Visual Exploration in Healthy Aging & Mild Cognitive Impairment
Welcome
Hi there! My name is Anisha Khosla and I am a PhD student at the University of Toronto, co-supervised by Dr. Jennifer Ryan and Dr. Morris Moscovitch.
Today, I am presenting my work on how visual exploration of scenes changes with healthy and pathological aging. In short, we show that eye movements differ between groups that have varying levels of decline in the medial temporal lobe, a brain region vital for memory and learning. This is important because it suggests that eye-tracking tasks may be used for the detection of pathological aging.
Please visit me on Zoom (link below) if you would like to discuss the poster and/or for a walk-through of the poster. I would love to hear from you. Thanks for stopping by!

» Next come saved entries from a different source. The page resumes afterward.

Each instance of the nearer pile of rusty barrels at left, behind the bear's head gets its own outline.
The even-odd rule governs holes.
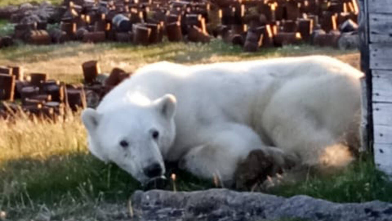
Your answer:
[[[66,112],[96,107],[103,96],[131,74],[114,68],[109,76],[100,73],[97,61],[82,64],[84,84],[66,84],[48,79],[44,73],[24,75],[20,66],[0,67],[0,118],[18,111],[29,116],[58,120]],[[98,81],[99,76],[105,76]]]

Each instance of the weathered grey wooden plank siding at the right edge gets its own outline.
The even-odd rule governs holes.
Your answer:
[[[374,161],[392,175],[392,1],[368,0],[366,6]]]

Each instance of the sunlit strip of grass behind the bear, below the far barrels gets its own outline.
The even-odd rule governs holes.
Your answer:
[[[358,66],[356,51],[341,52],[332,48],[321,49],[302,45],[245,53],[238,46],[218,40],[210,44],[163,42],[147,47],[130,46],[125,43],[80,42],[49,46],[14,46],[1,51],[0,64],[23,64],[26,73],[46,72],[51,78],[76,83],[82,81],[81,64],[93,59],[99,61],[102,72],[108,73],[114,67],[132,72],[144,64],[162,60],[192,64],[309,54],[345,56],[349,58],[347,62]]]

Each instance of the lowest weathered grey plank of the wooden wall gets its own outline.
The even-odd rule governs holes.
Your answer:
[[[392,144],[374,144],[374,163],[376,167],[392,175]]]

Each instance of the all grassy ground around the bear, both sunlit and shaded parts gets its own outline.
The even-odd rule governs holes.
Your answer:
[[[155,61],[211,63],[308,54],[326,54],[358,67],[356,51],[288,46],[243,53],[235,46],[213,41],[211,44],[162,43],[155,46],[129,44],[80,44],[20,46],[0,51],[0,65],[22,65],[27,73],[44,72],[67,82],[82,80],[81,64],[96,59],[104,72],[113,67],[127,71]],[[86,131],[78,114],[57,123],[29,121],[21,114],[16,122],[0,120],[0,212],[6,220],[30,220],[50,216],[52,220],[100,220],[100,210],[124,206],[136,189],[142,188],[113,164],[103,164],[86,147]],[[214,187],[211,180],[200,180],[183,171],[177,174],[178,190]],[[170,184],[166,189],[172,190]],[[309,176],[305,182],[268,190],[283,196],[307,194],[336,202],[364,202],[374,199],[392,202],[392,185],[385,181],[364,155],[339,174]],[[114,209],[113,209],[114,207]],[[97,215],[98,214],[98,215]],[[1,217],[0,217],[1,219]]]

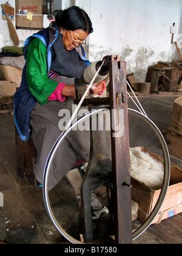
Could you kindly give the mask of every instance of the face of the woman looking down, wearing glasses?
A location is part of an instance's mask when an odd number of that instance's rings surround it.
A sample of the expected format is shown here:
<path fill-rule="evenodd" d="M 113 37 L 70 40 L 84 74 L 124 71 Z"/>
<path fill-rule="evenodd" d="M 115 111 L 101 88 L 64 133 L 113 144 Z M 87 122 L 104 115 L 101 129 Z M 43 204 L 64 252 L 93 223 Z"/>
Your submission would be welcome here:
<path fill-rule="evenodd" d="M 62 35 L 62 43 L 64 49 L 66 49 L 67 51 L 72 51 L 76 48 L 76 46 L 82 44 L 89 35 L 86 31 L 82 29 L 76 29 L 72 31 L 62 29 L 62 27 L 60 28 L 60 33 Z"/>

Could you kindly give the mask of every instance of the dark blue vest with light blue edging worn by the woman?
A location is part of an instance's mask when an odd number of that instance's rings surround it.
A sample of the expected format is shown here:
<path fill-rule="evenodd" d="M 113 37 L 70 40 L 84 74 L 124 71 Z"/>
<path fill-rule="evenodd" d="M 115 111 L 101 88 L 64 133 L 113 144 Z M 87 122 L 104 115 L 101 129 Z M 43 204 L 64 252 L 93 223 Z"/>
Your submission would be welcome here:
<path fill-rule="evenodd" d="M 81 46 L 81 54 L 73 49 L 66 51 L 62 44 L 61 34 L 55 23 L 50 23 L 46 29 L 33 34 L 24 43 L 24 56 L 26 60 L 27 49 L 34 38 L 39 38 L 47 48 L 47 74 L 50 69 L 67 77 L 81 77 L 87 66 L 90 65 L 86 59 L 86 53 Z M 22 80 L 19 90 L 16 91 L 14 102 L 14 119 L 21 140 L 27 141 L 30 137 L 30 115 L 36 104 L 36 98 L 30 93 L 27 85 L 26 63 L 22 72 Z"/>

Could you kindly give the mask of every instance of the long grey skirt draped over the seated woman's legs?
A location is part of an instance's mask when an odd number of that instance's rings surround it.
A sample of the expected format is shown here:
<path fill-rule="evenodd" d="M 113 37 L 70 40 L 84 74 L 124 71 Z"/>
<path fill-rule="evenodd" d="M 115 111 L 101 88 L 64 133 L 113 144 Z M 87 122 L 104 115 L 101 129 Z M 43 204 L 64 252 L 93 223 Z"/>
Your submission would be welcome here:
<path fill-rule="evenodd" d="M 64 102 L 50 101 L 45 105 L 38 102 L 32 110 L 30 124 L 32 126 L 32 139 L 37 151 L 35 177 L 42 183 L 44 167 L 49 152 L 61 134 L 58 113 L 67 109 L 72 115 L 73 99 L 67 98 Z M 55 185 L 73 168 L 78 159 L 89 160 L 90 132 L 87 130 L 74 130 L 64 139 L 56 152 L 49 174 L 49 189 Z"/>

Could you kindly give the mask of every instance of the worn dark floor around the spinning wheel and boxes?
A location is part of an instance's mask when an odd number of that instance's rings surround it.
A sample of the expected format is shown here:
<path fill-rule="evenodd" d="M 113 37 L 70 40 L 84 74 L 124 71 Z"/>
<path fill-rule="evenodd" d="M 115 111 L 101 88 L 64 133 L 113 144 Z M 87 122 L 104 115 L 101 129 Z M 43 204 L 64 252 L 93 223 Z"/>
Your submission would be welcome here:
<path fill-rule="evenodd" d="M 173 103 L 176 98 L 178 98 L 178 94 L 156 98 L 140 98 L 147 115 L 161 132 L 165 133 L 169 125 Z M 130 100 L 129 107 L 135 108 Z M 5 242 L 9 244 L 68 243 L 47 215 L 42 189 L 31 187 L 29 183 L 20 180 L 16 175 L 13 116 L 10 114 L 0 115 L 0 127 L 0 196 L 4 198 L 3 207 L 0 205 L 0 218 L 6 224 Z M 170 160 L 182 167 L 182 160 L 179 158 L 170 155 Z M 64 193 L 69 194 L 69 188 L 65 189 Z M 62 212 L 62 215 L 66 214 L 67 212 Z M 3 224 L 0 222 L 0 230 L 2 227 Z M 160 224 L 152 224 L 133 243 L 181 244 L 182 214 L 165 219 Z"/>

LinkedIn: https://ca.linkedin.com/in/anisha-khosla-01461a114
Twitter: https://twitter.com/khosla_anisha?lang=en
Visual Exploration in Healthy Aging & Mild Cognitive Impairment
Memory-related viewing behavior is diminished in older adults, and lacking in amnesic cases who have reduced integrity of the medial temporal lobe (MTL), including the hippocampus, a region involved in memory. Given the link between viewing behavior and memory, the present study investigates perturbations in eye movements as a consequence of declining MTL integrity with normal and abnormal aging. Younger adults, healthy older adults, and older adults with amnestic mild cognitive impairment (aMCI) participated in a scene viewing task in which they freely viewed images presented on the screen as their eye movements were monitored. Amnestic MCI is typically associated with volume declines in the MTL, specifically the hippocampus, and is associated with subjective and objective cognitive impairment. Therefore, this group may provide key understanding of how eye movements are perturbed due to abnormal aging. We analyzed eye movement metrics to quantify the manner and extent of scene exploration. A multivariate analysis, partial least squares (PLS), was used to test if the three groups differed on the eye movement metrics. PLS results revealed that the pattern of viewing for aMCI adults was associated with more visual sampling, yet their effective area of exploration was limited (i.e., lower root mean square deviation), saccade amplitude was lower, and viewing entropy was higher. The opposite pattern was expressed by younger adults; older adults did not express either pattern. These results demonstrate that, even in the absence of an overt memory task, patterns of eye movements recorded during free viewing can be used to differentiate groups with varying integrity of memory-related brain regions. Such findings suggest that eye movements may reveal disturbance in the moment-to-moment formation of representations in memory.